Читать книгу The SAGE Encyclopedia of Stem Cell Research - Группа авторов - Страница 145

It is challenging to recreate the microenvironment of the stem cell niche for ex vivo multiplication of HSCs. Cultured HSCs lose their ability to engraft and divide in vivo, which severely limits the process of in vitro manipulation and growth for therapeutic purposes.

Nevertheless, it is a continuing endeavor to produce patient-specific stem cells, particularly HSCs in comparatively larger quantities in vitro. These are preferred for autologous stem cell therapy, and would circumvent the development of adverse clinical reactions and infections. A recent study reported successful dedifferentiation (reprogramming) of connective tissue cells such as fibroblasts into HSCs by using a combination of eight transcription factors. It indicates the generation of induced pluripotent cells (iPSCs) with the transduction of defined transcription factors. Interest has lately shifted to reprogramming of mononuclear cells from peripheral blood into iPSCs and their in vitro/in vivo conversion to mesenchymal stem cells, hepatocytes, or neural cells.

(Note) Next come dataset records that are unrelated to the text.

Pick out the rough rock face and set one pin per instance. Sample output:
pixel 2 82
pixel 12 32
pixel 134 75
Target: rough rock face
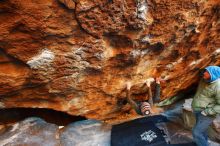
pixel 76 55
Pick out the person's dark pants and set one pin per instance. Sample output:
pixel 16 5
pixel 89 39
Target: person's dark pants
pixel 200 129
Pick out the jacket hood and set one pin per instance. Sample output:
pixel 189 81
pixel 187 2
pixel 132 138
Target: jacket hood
pixel 214 72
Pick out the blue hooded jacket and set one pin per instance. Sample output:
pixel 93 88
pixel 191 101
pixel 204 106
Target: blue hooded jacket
pixel 214 72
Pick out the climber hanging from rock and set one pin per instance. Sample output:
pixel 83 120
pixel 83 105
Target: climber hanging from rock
pixel 144 107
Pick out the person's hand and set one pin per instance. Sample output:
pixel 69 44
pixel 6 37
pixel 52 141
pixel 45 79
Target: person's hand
pixel 158 80
pixel 149 81
pixel 203 113
pixel 128 85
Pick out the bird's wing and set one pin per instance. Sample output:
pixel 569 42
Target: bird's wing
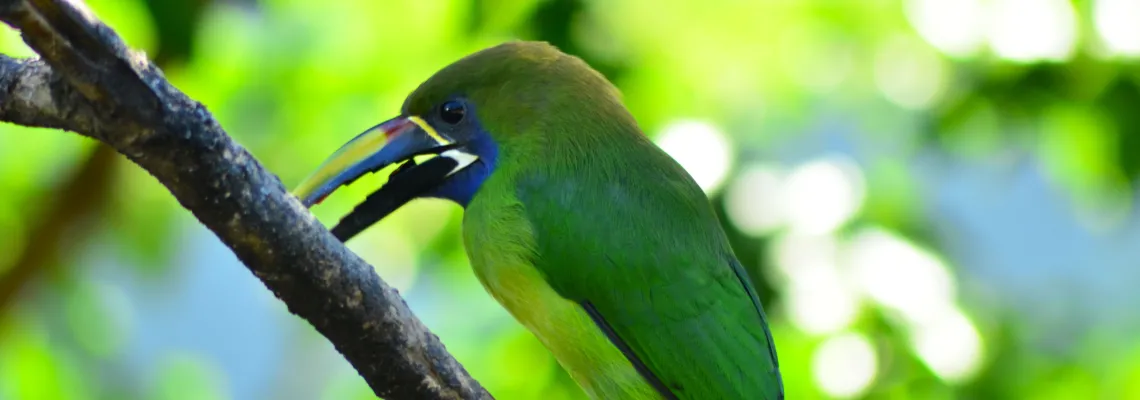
pixel 650 263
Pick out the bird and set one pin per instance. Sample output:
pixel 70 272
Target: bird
pixel 589 235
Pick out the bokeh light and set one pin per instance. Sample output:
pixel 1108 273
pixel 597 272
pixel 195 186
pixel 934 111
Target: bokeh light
pixel 845 365
pixel 700 148
pixel 1033 30
pixel 957 27
pixel 823 194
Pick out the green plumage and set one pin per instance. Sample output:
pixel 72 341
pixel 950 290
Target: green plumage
pixel 585 226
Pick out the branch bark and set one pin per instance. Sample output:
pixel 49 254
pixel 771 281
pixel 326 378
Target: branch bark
pixel 89 82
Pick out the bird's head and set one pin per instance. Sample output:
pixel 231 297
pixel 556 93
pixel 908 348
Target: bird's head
pixel 472 115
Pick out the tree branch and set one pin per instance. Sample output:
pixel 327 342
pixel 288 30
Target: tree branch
pixel 90 83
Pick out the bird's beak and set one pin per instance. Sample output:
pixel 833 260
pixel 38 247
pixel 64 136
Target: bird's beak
pixel 393 141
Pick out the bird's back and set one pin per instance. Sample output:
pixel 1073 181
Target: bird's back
pixel 621 230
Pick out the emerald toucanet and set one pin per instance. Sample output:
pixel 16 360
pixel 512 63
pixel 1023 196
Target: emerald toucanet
pixel 587 233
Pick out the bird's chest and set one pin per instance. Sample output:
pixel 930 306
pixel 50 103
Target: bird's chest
pixel 499 244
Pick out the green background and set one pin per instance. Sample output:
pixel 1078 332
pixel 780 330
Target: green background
pixel 935 197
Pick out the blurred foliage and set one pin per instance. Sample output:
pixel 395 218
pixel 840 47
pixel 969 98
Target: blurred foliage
pixel 844 144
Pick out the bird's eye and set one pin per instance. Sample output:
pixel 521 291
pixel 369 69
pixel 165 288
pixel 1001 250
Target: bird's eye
pixel 452 112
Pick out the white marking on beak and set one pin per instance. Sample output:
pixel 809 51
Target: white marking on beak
pixel 463 160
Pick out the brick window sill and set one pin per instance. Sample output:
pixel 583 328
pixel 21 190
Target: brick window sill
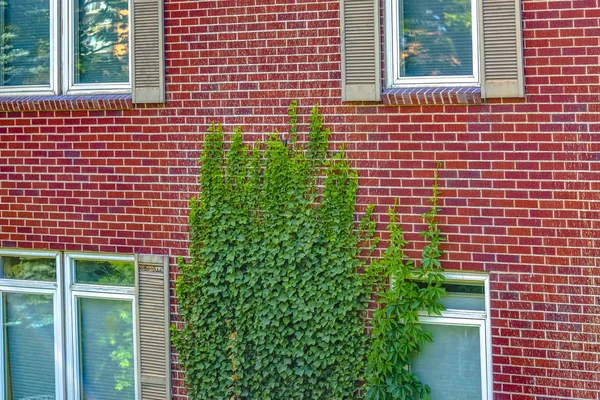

This reprogramming has its challenges and is being achieved by genetic modification using lentiviral vectors, as well as the Sendai virus and other episomal factors.

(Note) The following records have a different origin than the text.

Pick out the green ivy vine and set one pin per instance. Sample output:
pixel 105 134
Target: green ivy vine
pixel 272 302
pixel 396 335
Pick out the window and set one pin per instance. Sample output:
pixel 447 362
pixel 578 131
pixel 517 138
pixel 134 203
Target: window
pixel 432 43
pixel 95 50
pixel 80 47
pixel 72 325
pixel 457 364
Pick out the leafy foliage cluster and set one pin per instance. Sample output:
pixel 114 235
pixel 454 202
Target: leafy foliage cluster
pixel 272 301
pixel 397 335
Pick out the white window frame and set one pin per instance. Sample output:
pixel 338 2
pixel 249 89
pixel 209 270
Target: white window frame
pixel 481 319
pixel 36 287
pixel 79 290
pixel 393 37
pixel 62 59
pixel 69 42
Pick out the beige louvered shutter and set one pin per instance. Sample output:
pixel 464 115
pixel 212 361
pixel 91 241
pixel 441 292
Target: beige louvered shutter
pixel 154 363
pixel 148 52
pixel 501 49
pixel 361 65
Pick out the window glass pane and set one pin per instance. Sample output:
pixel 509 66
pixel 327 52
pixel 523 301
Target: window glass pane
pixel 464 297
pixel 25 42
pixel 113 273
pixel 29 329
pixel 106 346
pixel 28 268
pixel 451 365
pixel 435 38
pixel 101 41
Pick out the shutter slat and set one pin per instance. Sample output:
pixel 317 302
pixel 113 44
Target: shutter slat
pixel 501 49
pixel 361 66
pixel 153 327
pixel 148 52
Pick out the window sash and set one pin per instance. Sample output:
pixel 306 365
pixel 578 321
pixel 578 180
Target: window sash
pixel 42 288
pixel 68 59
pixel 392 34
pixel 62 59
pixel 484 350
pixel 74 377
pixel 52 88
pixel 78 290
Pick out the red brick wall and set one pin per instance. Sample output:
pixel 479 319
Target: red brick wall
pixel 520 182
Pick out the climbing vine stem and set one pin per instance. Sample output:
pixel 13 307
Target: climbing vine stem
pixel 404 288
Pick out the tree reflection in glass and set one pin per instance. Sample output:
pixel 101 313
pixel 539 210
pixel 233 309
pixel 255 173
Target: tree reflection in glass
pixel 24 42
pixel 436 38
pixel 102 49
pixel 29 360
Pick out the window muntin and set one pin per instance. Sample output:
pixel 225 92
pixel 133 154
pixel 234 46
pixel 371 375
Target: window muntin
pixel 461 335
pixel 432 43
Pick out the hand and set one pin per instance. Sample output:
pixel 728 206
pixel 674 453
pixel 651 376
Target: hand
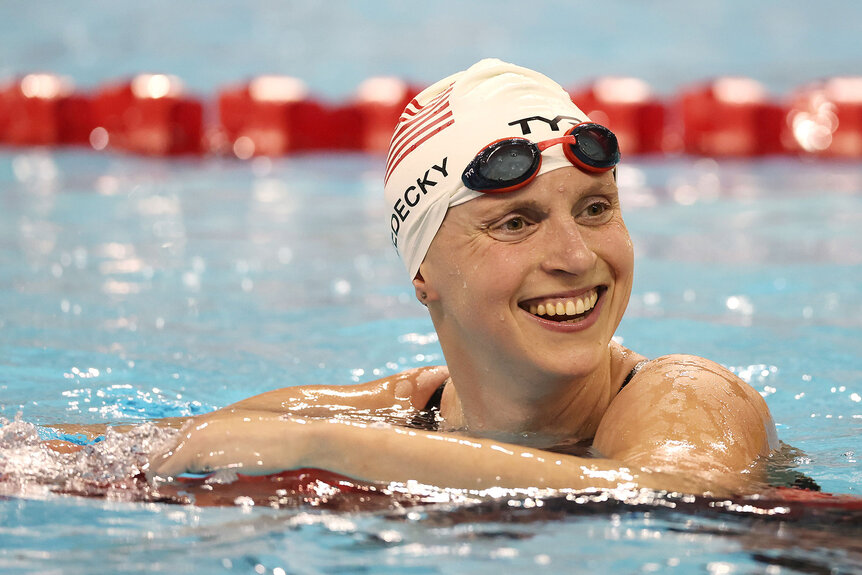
pixel 249 442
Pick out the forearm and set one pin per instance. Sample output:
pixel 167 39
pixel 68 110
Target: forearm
pixel 255 443
pixel 450 460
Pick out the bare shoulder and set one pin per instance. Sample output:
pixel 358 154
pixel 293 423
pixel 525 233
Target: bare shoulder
pixel 692 379
pixel 687 410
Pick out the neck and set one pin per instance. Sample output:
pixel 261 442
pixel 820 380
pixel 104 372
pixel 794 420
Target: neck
pixel 532 410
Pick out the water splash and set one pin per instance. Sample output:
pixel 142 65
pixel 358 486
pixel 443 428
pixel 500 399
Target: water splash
pixel 112 468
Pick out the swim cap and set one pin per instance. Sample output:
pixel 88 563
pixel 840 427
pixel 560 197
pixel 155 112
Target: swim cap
pixel 446 125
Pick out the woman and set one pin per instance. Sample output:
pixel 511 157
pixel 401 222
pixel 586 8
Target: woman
pixel 506 213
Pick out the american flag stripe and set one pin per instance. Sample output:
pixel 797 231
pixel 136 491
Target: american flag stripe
pixel 416 143
pixel 417 125
pixel 414 107
pixel 408 126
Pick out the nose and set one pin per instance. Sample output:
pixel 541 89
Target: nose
pixel 566 249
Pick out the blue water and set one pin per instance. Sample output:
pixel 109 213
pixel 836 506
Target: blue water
pixel 136 288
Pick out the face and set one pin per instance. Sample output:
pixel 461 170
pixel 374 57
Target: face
pixel 533 281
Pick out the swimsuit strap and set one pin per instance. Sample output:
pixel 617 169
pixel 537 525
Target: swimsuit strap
pixel 426 418
pixel 632 373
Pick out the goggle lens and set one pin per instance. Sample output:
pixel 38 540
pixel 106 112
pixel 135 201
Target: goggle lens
pixel 596 149
pixel 511 163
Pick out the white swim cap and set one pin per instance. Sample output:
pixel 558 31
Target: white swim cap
pixel 443 129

Another experiment successfully demonstrated the plasticity of adult stem cells when purified HSCs restored the biochemical function of the liver in deficient mice. This phenomenon, also known as transdifferentiation, defines the pluripotent nature of blood stem cells. It is, however, not a regular phenomenon and the mechanisms behind it are not fully understood. HSCs, along with CD34 (adhesion factor), have also been used to treat spinal cord injury, liver cirrhosis, and peripheral vascular disease. Stem cells isolated from peripheral blood as well as UCB were observed to differentiate into endothelial-like cells, which could be incorporated into hypoxic tissues, as seen in ischemic cardiomyopathies. They promoted neovascularization and tissue repair following an enhanced oxygen and nutrient supply. This plasticity of stem cells can be exploited to plan therapeutic interventions in regenerative medicine.

Since they can generate parenchymatous cells, such as myocytes, hepatocytes, endothelial and myocardial cells, and neuronal and glial cells, HSCs can be used to repair damaged tissues in the body. Besides this, they secrete growth factors, chemokines, and cytokines, which encourage angiogenesis as well as suppress inflammation and cell death. It is expected that age-related functional defects; hematopoietic and immune system disorders; heart failures; chronic liver injuries; diabetes; neurodegenerative disorders such as Parkinson’s and Alzheimer’s diseases; arthritis; and muscular, skin, lung, eye, and digestive disorders, as well as aggressive and recurrent cancers, could be successfully treated by stem cell-based therapies. A pediatric population comprising adolescents, infants, and children with Down syndrome have also undergone HSC transplantation for leukemia, and the results are being evaluated for improvement of the outcome. They do show higher treatment-related toxicity and mortality.

A review of the ongoing clinical trials, as well as a literature search, revealed that UCB-based therapies are being increasingly used in nonhematopoietic diseases, particularly neurologic disorders. Cellular regeneration and immune modulation are the other targets of UCB transplantation.